Here are a few hints:

1. Use a one-sample z-test for both A and B, which is:
z = (sample mean - population mean)/(standard deviation divided by the square root of the sample size)

2. Find the critical or cutoff value to reject the null using a z-table for .05 level of significance for a two-tailed test. If the test statistic exceeds the critical value you find in the table, reject the null and conclude a difference. If the test statistic does not exceed the critical value you find in the table, do not reject the null. You cannot conclude a difference in this case.

I hope this will help get you started.

To determine whether the given samples represent populations that are different from the general population, we can perform a Z-test. A Z-test compares the sample mean to the population mean and determines the likelihood of observing such a sample mean if the populations were actually the same.

Let's go through each sample and perform the Z-test step-by-step:

Sample A:
- Sample size (n_A) = 10
- Sample mean (x̄_A) = 44
- Population mean (μ) = 40
- Population standard deviation (σ) = 6
- Significance level (α) = 0.05 (two-tailed test)

Step 1: State the hypotheses
- Null hypothesis (H0): The sample represents a population that is not different from the general population (μ_A = μ).
- Alternative hypothesis (Ha): The sample represents a population that is different from the general population (μ_A ≠ μ).

Step 2: Set up the rejection region
Since it is a two-tailed test with a significance level of 0.05, we need to split the alpha level in half to get α/2 = 0.025 for each tail. The rejection region will be the extreme 2.5% on each side of the distribution.

Step 3: Calculate the test statistic
The test statistic (Z) can be calculated using the formula:
Z = (x̄_A - μ) / (σ / √n_A)
Z = (44 - 40) / (6 / √10) ≈ 2.31

Step 4: Determine the critical value
To determine the critical value(s), we refer to the Z-table or use a statistical software. For a two-tailed test with α/2 = 0.025, the critical value is approximately ±1.96.

Step 5: Make a decision
Since the calculated test statistic (Z = 2.31) falls in the rejection region (Z > 1.96), we reject the null hypothesis. This means that the sample A represents a population that is different from the general population.

Now let's move on to Sample B:

Sample B:
- Sample size (n_B) = 1
- Sample mean (x̄_B) = 48
- Population mean (μ) = 40
- Population standard deviation (σ) = 6
- Significance level (α) = 0.05 (two-tailed test)

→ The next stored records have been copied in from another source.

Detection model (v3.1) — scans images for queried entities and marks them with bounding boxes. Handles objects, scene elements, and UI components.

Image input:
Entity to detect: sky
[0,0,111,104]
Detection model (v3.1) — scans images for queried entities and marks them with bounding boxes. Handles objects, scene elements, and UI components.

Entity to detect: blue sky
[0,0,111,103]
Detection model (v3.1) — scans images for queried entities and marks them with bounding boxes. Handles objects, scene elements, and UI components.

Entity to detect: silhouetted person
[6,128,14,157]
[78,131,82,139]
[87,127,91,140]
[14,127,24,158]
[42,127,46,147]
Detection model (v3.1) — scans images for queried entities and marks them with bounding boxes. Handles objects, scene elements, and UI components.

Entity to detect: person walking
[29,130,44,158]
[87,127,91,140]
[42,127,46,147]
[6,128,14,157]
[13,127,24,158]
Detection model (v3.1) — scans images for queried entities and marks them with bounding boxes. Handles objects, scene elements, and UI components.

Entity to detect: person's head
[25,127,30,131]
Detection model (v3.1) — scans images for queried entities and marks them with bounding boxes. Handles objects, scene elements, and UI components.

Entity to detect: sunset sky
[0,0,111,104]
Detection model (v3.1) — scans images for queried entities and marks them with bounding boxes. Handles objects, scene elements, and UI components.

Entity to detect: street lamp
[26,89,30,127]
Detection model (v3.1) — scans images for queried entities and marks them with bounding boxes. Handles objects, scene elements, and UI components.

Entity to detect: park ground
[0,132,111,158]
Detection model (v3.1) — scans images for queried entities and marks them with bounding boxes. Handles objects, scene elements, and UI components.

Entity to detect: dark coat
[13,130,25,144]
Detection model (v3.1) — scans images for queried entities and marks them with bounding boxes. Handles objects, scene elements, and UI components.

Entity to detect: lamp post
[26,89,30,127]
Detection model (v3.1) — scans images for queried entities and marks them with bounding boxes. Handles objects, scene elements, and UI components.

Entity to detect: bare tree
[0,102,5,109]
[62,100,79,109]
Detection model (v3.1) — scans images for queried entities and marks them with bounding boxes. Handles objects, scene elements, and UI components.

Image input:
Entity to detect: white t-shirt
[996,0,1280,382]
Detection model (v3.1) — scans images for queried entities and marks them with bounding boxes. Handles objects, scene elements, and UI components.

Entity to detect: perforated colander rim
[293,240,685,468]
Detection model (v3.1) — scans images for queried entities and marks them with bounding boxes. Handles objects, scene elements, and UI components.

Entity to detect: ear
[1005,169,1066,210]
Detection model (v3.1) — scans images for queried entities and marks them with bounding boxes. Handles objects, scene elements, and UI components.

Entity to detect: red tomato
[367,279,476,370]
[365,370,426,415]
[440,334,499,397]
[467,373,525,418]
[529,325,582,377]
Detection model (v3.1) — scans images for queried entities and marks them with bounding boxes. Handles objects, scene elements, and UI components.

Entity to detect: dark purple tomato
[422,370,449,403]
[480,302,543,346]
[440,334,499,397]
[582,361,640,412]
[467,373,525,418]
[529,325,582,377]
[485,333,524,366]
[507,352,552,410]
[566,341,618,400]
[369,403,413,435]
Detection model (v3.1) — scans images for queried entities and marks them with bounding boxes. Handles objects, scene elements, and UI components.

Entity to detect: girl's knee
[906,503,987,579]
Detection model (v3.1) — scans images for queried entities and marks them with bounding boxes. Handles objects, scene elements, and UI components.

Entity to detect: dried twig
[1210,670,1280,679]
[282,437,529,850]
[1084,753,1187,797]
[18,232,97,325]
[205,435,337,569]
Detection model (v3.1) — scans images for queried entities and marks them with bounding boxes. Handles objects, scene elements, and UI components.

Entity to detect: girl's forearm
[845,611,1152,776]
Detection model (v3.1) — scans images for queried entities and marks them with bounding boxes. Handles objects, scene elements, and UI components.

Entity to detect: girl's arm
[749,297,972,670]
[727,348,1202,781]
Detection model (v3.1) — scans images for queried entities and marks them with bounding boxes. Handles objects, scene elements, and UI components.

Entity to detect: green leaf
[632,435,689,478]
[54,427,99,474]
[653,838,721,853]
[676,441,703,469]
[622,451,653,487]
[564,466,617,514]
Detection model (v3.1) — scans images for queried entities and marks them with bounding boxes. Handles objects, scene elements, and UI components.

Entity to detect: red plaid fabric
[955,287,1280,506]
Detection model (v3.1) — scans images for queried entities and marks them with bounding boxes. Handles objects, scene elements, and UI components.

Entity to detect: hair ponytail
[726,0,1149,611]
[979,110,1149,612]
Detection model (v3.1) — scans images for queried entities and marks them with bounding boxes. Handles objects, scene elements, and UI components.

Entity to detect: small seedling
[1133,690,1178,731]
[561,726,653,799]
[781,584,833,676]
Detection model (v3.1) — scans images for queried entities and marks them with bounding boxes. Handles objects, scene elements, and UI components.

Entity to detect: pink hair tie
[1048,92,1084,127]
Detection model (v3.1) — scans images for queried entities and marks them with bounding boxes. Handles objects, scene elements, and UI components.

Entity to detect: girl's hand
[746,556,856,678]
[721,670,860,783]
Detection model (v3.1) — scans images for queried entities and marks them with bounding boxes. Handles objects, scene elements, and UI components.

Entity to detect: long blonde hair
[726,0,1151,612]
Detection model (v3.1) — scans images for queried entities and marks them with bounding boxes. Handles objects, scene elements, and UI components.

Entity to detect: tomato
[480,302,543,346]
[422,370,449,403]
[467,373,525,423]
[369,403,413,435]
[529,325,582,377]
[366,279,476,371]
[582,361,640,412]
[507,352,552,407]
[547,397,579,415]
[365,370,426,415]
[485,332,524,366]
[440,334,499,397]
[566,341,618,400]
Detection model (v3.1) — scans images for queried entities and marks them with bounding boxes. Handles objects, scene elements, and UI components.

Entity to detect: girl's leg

Step 1: State the hypotheses
- Null hypothesis (H0): The sample represents a population that is not different from the general population (μ_B = μ).
- Alternative hypothesis (Ha): The sample represents a population that is different from the general population (μ_B ≠ μ).

Step 2: Set up the rejection region
Since it is a two-tailed test, with α = 0.05, we will use a critical value of ±1.96.

Step 3: Calculate the test statistic
The test statistic (Z) can be calculated using the formula:
Z = (x̄_B - μ) / (σ / √n_B)
Z = (48 - 40) / (6 / √1) = 8 / 6 ≈ 1.33

Step 4: Determine the critical value
For a two-tailed test with α/2 = 0.025, the critical value is approximately ±1.96.

Step 5: Make a decision
Since the calculated test statistic (Z = 1.33) does not fall in the rejection region (|Z| < 1.96), we fail to reject the null hypothesis. This means that the sample B does not represent a population that is different from the general population.

In conclusion, based on the Z-test results, sample A represents a population that is different from the general population, while sample B does not represent a population that is different from the general population.